The first major benefit of using WAL is a
significantly reduced number of disk writes, because only the log
file needs to be flushed to disk at the time of transaction
commit, rather than every data file changed by the transaction.
In multiuser environments, commits of many transactions
may be accomplished with a single fsync
of
the log file. Furthermore, the log file is written sequentially,
and so the cost of syncing the log is much less than the cost of
flushing the data pages. This is especially true for servers
handling many small transactions touching different parts of the data
store.
Before WAL, it was not possible
for EnterpriseDB to be able to guarantee consistency in the case
of a crash.

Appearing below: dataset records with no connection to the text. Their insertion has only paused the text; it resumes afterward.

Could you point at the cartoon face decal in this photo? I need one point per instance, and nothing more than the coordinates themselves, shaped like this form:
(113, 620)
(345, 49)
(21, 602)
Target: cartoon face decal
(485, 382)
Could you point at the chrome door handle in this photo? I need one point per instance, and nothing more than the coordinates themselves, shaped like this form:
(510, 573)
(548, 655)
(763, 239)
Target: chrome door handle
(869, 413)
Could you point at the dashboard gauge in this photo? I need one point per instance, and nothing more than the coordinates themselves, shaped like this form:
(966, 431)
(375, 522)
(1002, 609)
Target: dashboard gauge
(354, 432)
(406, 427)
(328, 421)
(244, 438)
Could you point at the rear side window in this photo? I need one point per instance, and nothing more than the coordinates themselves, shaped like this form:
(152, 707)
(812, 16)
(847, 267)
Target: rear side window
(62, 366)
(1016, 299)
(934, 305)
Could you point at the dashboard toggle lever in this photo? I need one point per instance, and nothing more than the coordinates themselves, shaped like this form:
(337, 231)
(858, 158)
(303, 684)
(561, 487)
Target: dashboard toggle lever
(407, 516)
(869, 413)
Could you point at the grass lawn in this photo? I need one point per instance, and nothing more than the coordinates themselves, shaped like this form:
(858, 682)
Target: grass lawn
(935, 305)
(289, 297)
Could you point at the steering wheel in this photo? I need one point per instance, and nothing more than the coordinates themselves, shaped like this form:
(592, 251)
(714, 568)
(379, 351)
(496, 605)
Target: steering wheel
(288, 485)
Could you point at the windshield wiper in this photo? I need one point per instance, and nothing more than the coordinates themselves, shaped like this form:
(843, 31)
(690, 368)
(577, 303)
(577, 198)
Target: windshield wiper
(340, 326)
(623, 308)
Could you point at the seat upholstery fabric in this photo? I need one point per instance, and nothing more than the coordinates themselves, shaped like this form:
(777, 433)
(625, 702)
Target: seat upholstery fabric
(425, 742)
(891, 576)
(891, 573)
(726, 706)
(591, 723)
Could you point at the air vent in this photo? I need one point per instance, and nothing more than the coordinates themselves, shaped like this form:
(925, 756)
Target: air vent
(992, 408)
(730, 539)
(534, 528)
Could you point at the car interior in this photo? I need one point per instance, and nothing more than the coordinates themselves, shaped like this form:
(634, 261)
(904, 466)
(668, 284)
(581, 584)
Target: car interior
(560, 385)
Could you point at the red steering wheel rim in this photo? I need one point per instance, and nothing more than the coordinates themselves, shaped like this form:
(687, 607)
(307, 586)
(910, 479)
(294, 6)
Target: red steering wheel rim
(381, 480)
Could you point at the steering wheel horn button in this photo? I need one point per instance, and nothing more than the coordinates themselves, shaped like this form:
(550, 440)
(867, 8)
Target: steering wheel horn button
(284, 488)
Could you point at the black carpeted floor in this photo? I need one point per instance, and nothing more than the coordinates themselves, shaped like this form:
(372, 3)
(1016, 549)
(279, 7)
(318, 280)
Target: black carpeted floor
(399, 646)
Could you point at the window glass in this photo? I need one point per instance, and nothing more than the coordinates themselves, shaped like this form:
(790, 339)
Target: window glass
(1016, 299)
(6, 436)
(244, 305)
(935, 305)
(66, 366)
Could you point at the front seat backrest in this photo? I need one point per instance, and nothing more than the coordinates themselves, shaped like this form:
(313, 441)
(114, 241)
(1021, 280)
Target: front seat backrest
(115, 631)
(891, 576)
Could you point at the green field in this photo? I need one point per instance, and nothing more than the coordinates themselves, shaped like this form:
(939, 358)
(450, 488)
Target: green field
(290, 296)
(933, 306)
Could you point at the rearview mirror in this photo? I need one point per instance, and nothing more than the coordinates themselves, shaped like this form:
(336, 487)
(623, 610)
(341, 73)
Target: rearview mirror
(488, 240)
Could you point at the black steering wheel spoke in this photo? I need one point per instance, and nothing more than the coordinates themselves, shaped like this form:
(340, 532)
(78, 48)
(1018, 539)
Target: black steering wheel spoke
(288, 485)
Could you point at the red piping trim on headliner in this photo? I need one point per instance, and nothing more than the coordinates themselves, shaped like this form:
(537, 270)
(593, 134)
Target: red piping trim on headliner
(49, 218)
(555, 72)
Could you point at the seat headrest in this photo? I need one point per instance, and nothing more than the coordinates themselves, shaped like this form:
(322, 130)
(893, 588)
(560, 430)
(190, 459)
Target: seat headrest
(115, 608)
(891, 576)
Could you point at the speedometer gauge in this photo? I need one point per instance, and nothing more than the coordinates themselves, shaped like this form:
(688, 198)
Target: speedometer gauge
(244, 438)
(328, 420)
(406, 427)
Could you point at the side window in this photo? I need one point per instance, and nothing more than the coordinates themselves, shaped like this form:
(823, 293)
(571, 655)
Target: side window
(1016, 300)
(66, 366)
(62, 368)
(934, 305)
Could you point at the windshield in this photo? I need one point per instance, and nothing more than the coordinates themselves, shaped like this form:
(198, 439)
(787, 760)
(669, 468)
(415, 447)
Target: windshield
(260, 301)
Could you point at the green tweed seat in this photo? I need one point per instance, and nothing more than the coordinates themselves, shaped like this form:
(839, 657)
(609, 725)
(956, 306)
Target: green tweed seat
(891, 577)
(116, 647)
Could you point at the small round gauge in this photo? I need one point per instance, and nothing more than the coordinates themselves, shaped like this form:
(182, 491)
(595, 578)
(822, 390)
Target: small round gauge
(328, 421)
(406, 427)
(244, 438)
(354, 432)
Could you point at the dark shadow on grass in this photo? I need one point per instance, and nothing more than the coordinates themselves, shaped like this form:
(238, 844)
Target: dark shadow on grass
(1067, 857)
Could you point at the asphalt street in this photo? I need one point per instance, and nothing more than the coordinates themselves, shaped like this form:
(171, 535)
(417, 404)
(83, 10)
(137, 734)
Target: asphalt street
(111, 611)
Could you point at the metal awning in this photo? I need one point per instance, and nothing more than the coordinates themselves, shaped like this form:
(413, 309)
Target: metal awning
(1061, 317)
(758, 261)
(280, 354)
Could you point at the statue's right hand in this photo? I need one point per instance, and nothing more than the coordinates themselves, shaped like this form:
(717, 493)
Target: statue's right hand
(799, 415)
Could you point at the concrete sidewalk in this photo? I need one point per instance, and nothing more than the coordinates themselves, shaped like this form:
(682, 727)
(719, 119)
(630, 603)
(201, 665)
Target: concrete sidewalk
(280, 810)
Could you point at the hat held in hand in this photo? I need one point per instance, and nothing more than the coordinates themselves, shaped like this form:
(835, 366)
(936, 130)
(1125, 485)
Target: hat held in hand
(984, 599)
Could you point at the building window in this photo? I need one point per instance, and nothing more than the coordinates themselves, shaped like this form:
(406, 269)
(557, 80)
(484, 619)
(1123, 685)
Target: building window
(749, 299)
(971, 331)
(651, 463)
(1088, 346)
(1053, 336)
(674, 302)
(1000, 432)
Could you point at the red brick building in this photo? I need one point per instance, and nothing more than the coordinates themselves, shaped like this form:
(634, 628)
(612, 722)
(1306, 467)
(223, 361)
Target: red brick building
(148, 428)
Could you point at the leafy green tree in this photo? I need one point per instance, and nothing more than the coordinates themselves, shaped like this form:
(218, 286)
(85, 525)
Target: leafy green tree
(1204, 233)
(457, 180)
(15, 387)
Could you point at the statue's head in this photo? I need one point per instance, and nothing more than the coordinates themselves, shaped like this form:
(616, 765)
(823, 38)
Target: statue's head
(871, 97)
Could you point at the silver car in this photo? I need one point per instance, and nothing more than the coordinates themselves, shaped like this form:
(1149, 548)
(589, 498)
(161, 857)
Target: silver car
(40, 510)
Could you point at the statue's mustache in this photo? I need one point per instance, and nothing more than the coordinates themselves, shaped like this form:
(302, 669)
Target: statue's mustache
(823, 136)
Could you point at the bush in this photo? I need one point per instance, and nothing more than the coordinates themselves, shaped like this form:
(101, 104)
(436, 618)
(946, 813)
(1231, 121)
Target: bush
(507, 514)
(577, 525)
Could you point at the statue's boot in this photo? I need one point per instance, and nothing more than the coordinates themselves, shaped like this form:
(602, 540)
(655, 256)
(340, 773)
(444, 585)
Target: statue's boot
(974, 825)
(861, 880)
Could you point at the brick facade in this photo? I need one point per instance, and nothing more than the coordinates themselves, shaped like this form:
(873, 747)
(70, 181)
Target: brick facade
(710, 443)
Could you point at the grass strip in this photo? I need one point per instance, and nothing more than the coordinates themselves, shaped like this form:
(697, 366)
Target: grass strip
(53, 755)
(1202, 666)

Any crash during writing, before WAL could result in:
index rows pointing to nonexistent table rows
index rows lost in split operations
totally corrupted table or index page content, because
of partially written data pages
Problems with indexes (problems 1 and 2) could possibly have been
fixed by additional fsync
calls, but it is
not obvious how to handle the last case without
WAL. WAL saves the entire data
page content in the log if that is required to ensure page
consistency for after-crash recovery.
Finally, WAL makes it possible to support on-line
backup and point-in-time recovery, as described in Section 36.3. By archiving the WAL data we can support
reverting to any time instant covered by the available WAL data:
we simply install a prior physical backup of the database, and
replay the WAL log just as far as the desired time. What's more,
the physical backup doesn't have to be an instantaneous snapshot
of the database state - if it is made over some period of time,
then replaying the WAL log for that period will fix any internal
inconsistencies.